Her captor's clenched fists tightened. "I'll-"

"What?" Alma demanded. "What will you do? Hit me again? I've been hit harder by nobles girls. The really weak ones."

Her captor pursed his lips. A livid bruise had formed under his right eye, but he seemed none the worse for wear. Behind him, the chocobo they'd ridden upon had recovered its footing, and seemed content to wait until its erstwhile riders had resolved matters. The drizzle whispered down around them.

"You'll run out of magic before I do," her captor said.. "And I would prefer not to have to beat you bloody to keep you under control."

"You're not going to beat me at all," Alma spat. "You're going to let me go or you're going to die."

Her captor laughed. "You think you're going to kill me, Lady Alma?"

"I don't have to kill you," she said. "I just have to stall you long enough for my friends to get here."

He took a step forwards. "You overestimate yourself."

"Do I?" she asked, her mind racing. Wiegraf had captured her to try and make Ramza stand down: she had to assume this young man had done the same. "You want to use me as a hostage against Ramza," she said. "Which means you can't kill me, and I'm strong enough to give you trouble. And the longer it takes to bring me down, the closer my brother gets."

"Wiegraf will stop your brother."

"Nothing will stop my brother."

Her captor inhaled deeply. His eyes searched her face. There was something a little uncertain there. Maybe he would listen. Maybe not. Maybe he really would hurt her. But she'd go down fighting. She was still a Beoulve, and if she could not swing a sword as well as he liked she was still strong enough to-

Movement, flickering above her captor. He jerked back as a slender figure slammed into the ground where he'd been standing, then lashed out towards him with whipping limbs. Alma stood frozen, watching the two of them fight: they were so terribly fast.

They were fast, and neither of them was paying any attention to her.

She turned, and started to run. She had only taken two steps when she felt foreign magic closing upon her. She raised her ring, summoned her own magic-

Everything distorted. The world drained of color, so everything was painted in harsh shadows. Her lungs heaved in her chest, trying and failing to draw in air. She wanted to fall to her knees with weakness, and couldn't. Or rather, she started to, but her body moved like congealing mud, oozing downwards. Everything was so terribly slow.

The eternal instant passed. Alma was on her knees, gasping desperately for air. Her captor was facedown in front of her, his slender opponent towering over him with a foot placed upon his back. It was an odd thing; he looked like he was being crushed by some enormous weight, as though the foot on his back was a boulder he couldn't shake off.

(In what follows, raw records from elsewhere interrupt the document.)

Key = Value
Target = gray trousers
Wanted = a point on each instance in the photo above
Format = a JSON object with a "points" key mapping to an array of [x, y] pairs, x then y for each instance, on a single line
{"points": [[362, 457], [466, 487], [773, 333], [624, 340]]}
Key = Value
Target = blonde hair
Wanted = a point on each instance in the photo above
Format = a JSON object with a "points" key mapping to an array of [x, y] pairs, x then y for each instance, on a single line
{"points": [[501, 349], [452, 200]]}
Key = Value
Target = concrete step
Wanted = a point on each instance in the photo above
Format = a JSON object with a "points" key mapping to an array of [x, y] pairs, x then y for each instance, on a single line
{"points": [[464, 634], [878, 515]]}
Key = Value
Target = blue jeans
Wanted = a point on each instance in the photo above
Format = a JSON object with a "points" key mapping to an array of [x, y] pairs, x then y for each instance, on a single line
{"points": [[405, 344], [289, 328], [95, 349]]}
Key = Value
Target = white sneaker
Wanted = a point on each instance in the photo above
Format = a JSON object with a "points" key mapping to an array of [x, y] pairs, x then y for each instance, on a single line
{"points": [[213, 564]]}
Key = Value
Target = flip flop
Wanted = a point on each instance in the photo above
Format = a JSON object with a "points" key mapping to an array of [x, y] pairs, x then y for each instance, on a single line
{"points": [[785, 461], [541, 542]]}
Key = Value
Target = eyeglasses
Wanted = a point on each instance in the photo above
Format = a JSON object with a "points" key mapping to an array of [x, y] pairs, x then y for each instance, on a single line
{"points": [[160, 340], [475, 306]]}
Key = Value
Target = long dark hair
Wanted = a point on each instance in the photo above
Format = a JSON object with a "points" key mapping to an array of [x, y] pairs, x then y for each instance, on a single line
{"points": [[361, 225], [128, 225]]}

Alma looked up. Two figures stood over her, barely visible through the darkness closing on her eyes. One clutched at her hand, pulling the ring from her finger. She was too dazed to fight. She had the same nightmarish feeling she'd had when Wiegraf's sword had stabbed into Simon. The world felt unreal, with horrors boiling beneath its surface.

"Easy, Clara," a young man's voice murmured. "We want her alive."

"She is alive," answered a girl's voice.

"What of him?" called another voice—thinner, sharper.

"We take them both," the male voice replied. He knelt in front of her—a dark-skinned face under a soldier's cut of black hair, and eyes as black and hard as obsidian. "Alma Beoulve and Izlude Tengille? Worthy prizes for our Duke."